Research with patients and with animal models of STGD and CRD may also shed light on the mechanisms involved in age-related macular degeneration (AMD). In analyzing data from over 1700 patients with AMD at several centers, Allikmets found that particular ABCA4 alleles raise the risk of AMD.1 The two most commonly associated variants were G1961E and D2177N. The increase in risk is between threefold and fivefold. Consistent with a role for ABCA4 mutations in heterozygote carriers of ABCA4 are the findings from of transgenic mice. Abcr+/− (abca4+/−) heterozygous mice accumulate A2E in the RPE at a rate approximately intermediate between wild-type and homozygeous mice.24 Delays in recovery from a bleach are also present but are less severe than those in the abcr−/− mice. Interestly, delayed dark adaptation has also been reported in AMD.28,29

It is interesting that a single gene, ABCA4, can be associated with STG, CRD, RP, and, to some extent, AMD. It has been proposed that the severity of disease is related to the amount of residual RmP activity in a given patient.13 Thus, a heterozygote carrying one mutant ABCA4 allele may be at risk for AMD, the degree of risk being related to the severity of the allele. A patient with two mild to moderate mutant alleles would have SRGD. CRD or RP would be the result of inheriting two severe mutant alleles. Although of heuristic value, this model is clearly an oversimplification, and exceptions to this scheme have been documented.12 Patients with CRD may have the same allele as patients with STGD, even within the same family, and there is no obvious difference in predicted RmP activity that would explain whether a patient has CRD or RP. At the present time, molecular biology appears to have a limited diagnostic role in ABCA4 mutations. Electrophysiology continues to be the technique of choice for determining whether a patient with an ABCA4 mutation has STGD, CRD, or RP. Clearly, the implications of these phenotypic distinctions are enormous for visual prognosis.

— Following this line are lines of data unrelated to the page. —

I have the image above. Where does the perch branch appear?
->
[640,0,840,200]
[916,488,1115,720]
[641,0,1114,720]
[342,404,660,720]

Our rapidly evolving understanding of the etiology of STGD is already leading to suggestions for clinical trials to arrest visual loss. On the basis of work in abcr−/− mice, which show less A2E buildup when kept in the dark,39 it seems prudent to recommend that patients with STGD minimize light exposure to the greatest extent practical. Drugs may be available or under development that could inhibit the accumulation of A2E in RPE cells. In this regard, isotretinoin was recently reported to be effective in limiting A2E accumulation in abcr−/− mice.31 Finally, drugs and gene therapy have the potential to stimulate under active RmP activity.